Insiden berdarah ini dipicu oleh rasa sakit hati akibat ejekan yang dilontarkan korban selama pesta berlangsung.
Kapolsek Bondoala, Iptu Muh Heder Payapo mengatakan, awal mula peristiwa terjadi sekira pukul 13.00 WITA. Korban bernama Alimin sedang asyik menenggak miras bersama dua rekannya, Daeng dan Hendra. Di tengah sesi tersebut, Daeng menjemput seorang perempuan bernama Esse Faradylla untuk bergabung dalam lingkaran mereka.
”Awalnya, suasana berjalan biasa. Namun, situasi mulai memanas saat korban berkali-kali melontarkan ejekan kepada Esse yang duduk tepat di sampingnya. Merasa tidak nyaman dan terhina, Esse memutuskan meninggalkan lokasi sekitar pukul 17.00 WITA,” ujarnya, Minggu (04/01/2026)
Bukannya menenangkan diri, Esse justru pulang untuk mengambil sebilah pisau dapur. Dengan senjata tajam terselip di pinggang, ia kembali ke lokasi pesta.
Kembalinya Esse ternyata disambut dengan intimidasi yang sama. , menjelaskan bahwa korban kembali mengejek pelaku sesampainya di lokasi.
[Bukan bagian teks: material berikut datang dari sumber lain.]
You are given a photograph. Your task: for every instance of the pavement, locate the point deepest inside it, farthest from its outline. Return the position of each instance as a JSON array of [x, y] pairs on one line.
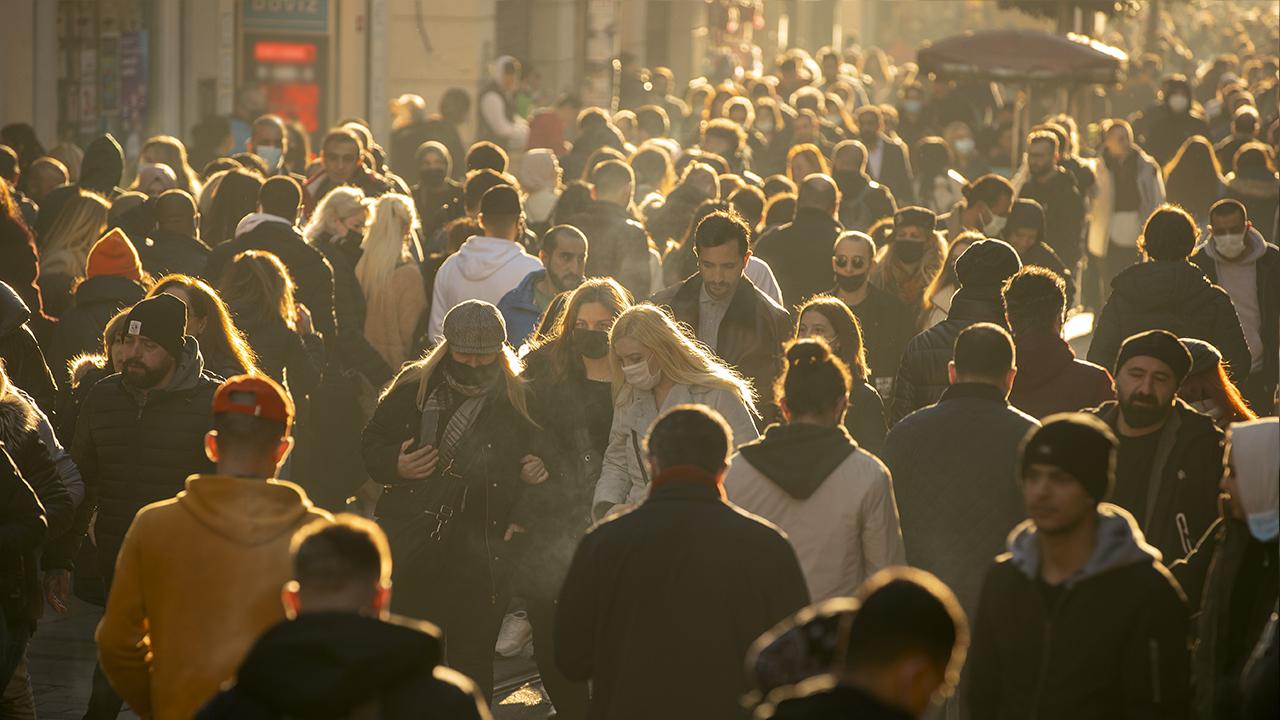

”Pelaku merasa tersinggung hingga akhirnya mendorong korban dengan siku kirinya. Keduanya terjatuh di atas tumpukan pasir dalam posisi berhadapan,” ungkap Iptu Heder.
Dalam posisi bergumul tersebut, Esse dengan cepat mencabut pisau di pinggangnya dan menusuk perut kiri Alimin secara membabi buta. Korban seketika bersimbah darah di lokasi kejadian.
Pasca-penikaman, pelaku sempat membuang barang bukti sebelum akhirnya diamankan warga dan diserahkan ke pihak kepolisian. Sementara itu, Alimin kini tengah berjuang melewati masa kritis di Rumah Sakit Bahteramas Kendari akibat luka tusuk serius.
Kini, Esse Faradylla harus mempertanggungjawabkan perbuatannya di balik jeruji besi Polsek Bondoala. Ia dijerat dengan, Pasal 351 ayat (1) KUHP (Penganiayaan) Jo Pasal 466 ayat (1) UU No. 1 Tahun 2023.